Aldert Hodenpijl

Patronymic: 
Jacobs
Antony's: 
witness and guildhouse manager
Death or Burial date: 
June 29, 1681

Hodenpijl inherited property on the Geerweg from his mother. By 1658, he was the manager of the Comanscolf on the Oude Langendijk. The house was used as the guild house for the St. Nikolaas Gilde, of which Leeuwenhoek was a member from the 1650s through the mid-1690s. The Comanscolf was also used as a restaurant or hotel at other times.

Hodenpijl lived there since at least 1658, because his wife Judith reported that as her address when she was admitted into the Hervormde Gemeente Delft in May of 1658. She lived until at least 1691, her last appearance in the public records as a witness at her grandson Henrick's baptism.

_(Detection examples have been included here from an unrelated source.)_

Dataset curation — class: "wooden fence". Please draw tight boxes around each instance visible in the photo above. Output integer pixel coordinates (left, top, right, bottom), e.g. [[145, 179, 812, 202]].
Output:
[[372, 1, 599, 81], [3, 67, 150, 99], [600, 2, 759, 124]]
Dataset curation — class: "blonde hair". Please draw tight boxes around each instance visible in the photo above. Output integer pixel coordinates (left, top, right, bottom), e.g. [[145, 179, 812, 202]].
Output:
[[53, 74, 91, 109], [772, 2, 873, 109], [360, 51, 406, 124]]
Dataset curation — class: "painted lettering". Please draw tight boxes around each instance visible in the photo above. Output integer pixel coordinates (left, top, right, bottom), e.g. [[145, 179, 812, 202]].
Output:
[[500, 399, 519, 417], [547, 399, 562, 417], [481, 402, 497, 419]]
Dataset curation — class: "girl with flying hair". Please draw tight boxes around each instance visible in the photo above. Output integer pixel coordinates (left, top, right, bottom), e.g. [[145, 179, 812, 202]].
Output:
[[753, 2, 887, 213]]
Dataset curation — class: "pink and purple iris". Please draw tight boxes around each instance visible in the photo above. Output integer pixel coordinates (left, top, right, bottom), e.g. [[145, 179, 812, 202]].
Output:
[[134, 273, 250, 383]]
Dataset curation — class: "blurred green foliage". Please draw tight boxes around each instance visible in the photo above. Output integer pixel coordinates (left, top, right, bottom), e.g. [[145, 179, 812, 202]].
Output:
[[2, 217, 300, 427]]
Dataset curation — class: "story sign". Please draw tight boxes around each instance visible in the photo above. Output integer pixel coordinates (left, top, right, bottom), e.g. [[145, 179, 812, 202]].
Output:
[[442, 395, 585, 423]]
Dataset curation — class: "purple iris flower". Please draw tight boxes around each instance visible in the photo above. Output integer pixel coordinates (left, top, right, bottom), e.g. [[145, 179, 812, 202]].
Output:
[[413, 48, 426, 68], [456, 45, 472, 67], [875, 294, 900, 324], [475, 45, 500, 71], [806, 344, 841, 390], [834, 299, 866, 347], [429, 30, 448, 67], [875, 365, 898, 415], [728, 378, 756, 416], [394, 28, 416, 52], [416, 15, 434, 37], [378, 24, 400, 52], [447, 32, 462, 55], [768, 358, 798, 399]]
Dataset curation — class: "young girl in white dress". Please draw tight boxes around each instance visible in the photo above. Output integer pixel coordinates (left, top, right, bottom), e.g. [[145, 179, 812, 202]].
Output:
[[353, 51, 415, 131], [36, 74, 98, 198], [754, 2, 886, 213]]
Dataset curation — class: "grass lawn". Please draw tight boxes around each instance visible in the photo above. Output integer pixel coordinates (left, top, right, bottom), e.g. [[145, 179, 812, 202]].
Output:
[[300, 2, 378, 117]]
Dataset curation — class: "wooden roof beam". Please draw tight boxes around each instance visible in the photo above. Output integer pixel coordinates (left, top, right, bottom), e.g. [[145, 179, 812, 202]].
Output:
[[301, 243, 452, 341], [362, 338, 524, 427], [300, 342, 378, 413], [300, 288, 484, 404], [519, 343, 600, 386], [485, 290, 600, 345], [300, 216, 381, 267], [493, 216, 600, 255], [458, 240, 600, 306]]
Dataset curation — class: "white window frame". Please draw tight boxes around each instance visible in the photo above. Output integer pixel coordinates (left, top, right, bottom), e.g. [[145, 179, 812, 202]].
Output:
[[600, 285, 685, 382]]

In 1677, Hodenpijl was one of the eight men who wrote to the Royal Society testifying to what he saw through Leeuwenhoek's lenses. The biographical note in Alle de Brieven / Collected Letters volume 2 suggests that perhaps Leeuwenhoek used the Comanscoff for his demonstrations, and Hodenpijl would have witnessed them that way.

Hodenpijl was buried out of the Comanscolf on June 29, 1681 (DTB inv 43, fol 93). Later, it was owned by his son Crijn.